An unveiling was held Saturday morning for the new Jackie Robinson-George "Shotgun" Shuba handshake statue.

The statue commemorates the 1946 handshake between Jackie Robinson, the first African-American Major League Baseball player, and George “Shotgun” Shuba, his white teammate from Youngstown.

The moment came on April 18th, 1946. In his first game for the minor-league Montreal Royals, Jackie Robinson crushed a three-run home run.

As Robinson approached home plate, Shuba extended his hand and greeted him. 

"The first interracial handshake ever recorded," said Greg Gulas, Tri-chair of the Robinson-Shuba Statue Committee.

"We should remember that we're all on the same team," said Michael Shuba, George Shuba's son. "I keep rethinking back to all the time that I spent with my father on the road traveling across the country and talking to schools and organizations about doing the right thing, so this was a dream of mine and it's come true today," he said.

City officials say the statue shows that Youngstown natives can do anything.

"Youngstownians can be humble enough and dynamic enough to impact the entire world," said First Ward Councilman Julius Oliver. "Not only just in the world of baseball, but in the world of race relations," he said.

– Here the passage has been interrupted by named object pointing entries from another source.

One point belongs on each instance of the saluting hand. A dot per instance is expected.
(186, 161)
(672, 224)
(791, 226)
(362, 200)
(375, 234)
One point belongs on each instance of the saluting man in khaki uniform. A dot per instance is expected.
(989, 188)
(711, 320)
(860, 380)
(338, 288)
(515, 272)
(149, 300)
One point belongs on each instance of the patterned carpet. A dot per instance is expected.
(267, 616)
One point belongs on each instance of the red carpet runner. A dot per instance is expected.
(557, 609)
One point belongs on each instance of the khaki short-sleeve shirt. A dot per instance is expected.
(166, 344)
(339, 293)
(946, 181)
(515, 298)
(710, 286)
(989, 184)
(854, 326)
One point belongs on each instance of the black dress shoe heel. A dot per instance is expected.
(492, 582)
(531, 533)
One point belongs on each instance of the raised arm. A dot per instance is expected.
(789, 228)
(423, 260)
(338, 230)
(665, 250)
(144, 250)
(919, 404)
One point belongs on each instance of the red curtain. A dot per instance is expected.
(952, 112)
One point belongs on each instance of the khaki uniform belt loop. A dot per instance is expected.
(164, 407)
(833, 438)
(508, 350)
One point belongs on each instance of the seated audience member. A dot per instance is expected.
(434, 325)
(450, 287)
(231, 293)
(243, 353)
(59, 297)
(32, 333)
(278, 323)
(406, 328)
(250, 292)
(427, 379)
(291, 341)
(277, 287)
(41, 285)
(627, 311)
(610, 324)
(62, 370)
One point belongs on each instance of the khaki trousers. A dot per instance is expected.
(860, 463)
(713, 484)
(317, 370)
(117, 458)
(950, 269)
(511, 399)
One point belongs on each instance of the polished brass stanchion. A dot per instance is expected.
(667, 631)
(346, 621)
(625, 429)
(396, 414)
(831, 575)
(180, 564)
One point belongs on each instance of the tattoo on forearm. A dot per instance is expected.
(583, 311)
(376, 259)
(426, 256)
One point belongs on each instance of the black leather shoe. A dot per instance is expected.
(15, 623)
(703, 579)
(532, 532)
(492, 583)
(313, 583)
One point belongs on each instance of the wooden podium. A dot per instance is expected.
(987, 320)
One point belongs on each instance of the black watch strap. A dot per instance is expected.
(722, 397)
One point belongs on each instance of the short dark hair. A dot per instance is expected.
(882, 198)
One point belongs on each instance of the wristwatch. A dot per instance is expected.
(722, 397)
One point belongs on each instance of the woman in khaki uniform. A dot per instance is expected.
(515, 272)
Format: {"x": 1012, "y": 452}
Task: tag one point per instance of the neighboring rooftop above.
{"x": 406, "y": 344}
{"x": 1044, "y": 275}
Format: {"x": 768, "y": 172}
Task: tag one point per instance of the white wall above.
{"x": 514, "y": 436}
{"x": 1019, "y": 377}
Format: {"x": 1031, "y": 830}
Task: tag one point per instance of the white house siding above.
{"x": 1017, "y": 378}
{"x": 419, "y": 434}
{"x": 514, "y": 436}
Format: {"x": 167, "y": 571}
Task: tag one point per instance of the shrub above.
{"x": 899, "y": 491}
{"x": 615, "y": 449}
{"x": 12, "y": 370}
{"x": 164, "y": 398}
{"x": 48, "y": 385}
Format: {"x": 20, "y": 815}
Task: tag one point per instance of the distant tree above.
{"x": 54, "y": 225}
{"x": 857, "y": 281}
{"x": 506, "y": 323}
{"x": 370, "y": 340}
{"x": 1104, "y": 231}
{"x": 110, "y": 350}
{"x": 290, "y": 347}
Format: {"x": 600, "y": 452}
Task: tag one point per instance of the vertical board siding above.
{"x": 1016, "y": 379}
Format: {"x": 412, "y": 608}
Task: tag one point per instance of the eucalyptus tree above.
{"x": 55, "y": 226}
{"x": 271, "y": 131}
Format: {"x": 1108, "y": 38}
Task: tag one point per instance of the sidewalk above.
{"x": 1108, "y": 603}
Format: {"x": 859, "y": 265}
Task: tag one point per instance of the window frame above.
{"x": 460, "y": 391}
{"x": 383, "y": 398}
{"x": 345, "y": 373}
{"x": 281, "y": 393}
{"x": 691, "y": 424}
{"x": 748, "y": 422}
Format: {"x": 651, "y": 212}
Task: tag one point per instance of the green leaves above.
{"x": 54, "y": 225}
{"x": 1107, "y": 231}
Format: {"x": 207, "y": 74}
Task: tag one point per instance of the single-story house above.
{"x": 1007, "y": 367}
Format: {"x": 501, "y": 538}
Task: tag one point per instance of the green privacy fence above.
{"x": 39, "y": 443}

The man who sculpted it, Marc Mellon, tells 21 News he was emotional while creating the piece and that it was thrilling to be apart of it all.

"This sculpture is a symbol of what we can do. Just maintain the spirit, the right spirit," said Mellon. "People of good minds, of good hearts, coming together and celebrating each other's successes regardless of our backgrounds, of our color, our religion, it's the way America was meant to be," he said.

Co-chairman of the Robinson-Shuba statue committee, Ernie Brown, says this was beyond anything he could have imagined.

"We still have a long way to go, we've come a long way, but I think this statue will show generations to come that it is possible for the races to come together and just be as one," said Brown.

The handshake came during a racially charged era. Robinson was the first African-American man to play in Major League Baseball, a league that was all-white up until that time. Many of his teammates didn't like the idea of an African-American playing in the MLB.

Over the years, Robinson faced racist comments, heckling fans and even death threats.

Youngstown native Shuba didn't feel the same way as some of his teammates. Shuba grew up with people of different races and the handshake was not out of the ordinary for him.

"George did the right thing, he put his hand out, that's his teammate and George always said I didn't care if Jackie was in technicolor, he is my teammate," Gulas said.

"Shuba treated Jackie as if he was just another guy but it was a guy who hit a home run and he didn't care if he was black, he just cared that he was there to help them win," said Ernie Brown, Tri-Chair of the Robinson-Shuba Statue Committee.

During an interview with 21 Sports in 2006, Shuba described the moment.

"I was batting third and I went up to shake his hand and I had no problem with that because as a team we are focused professionally, focused to beat the other team and Jackie was an outstanding player, was the best player on our club," Shuba said.

What was a simple handshake between the two men became a monumental moment for baseball and the country.

The photo of the handshake was featured in newspapers across the country and became known as the "Handshake For The Century."

Now, the "Handshake For The Century" has been immortalized for years to come with a seven-foot-tall bronze in Wean Park between the Covelli Centre and Youngstown Foundation Amphitheatre.

Those involved with the project hope the statue inspires better relations among people of different racial backgrounds.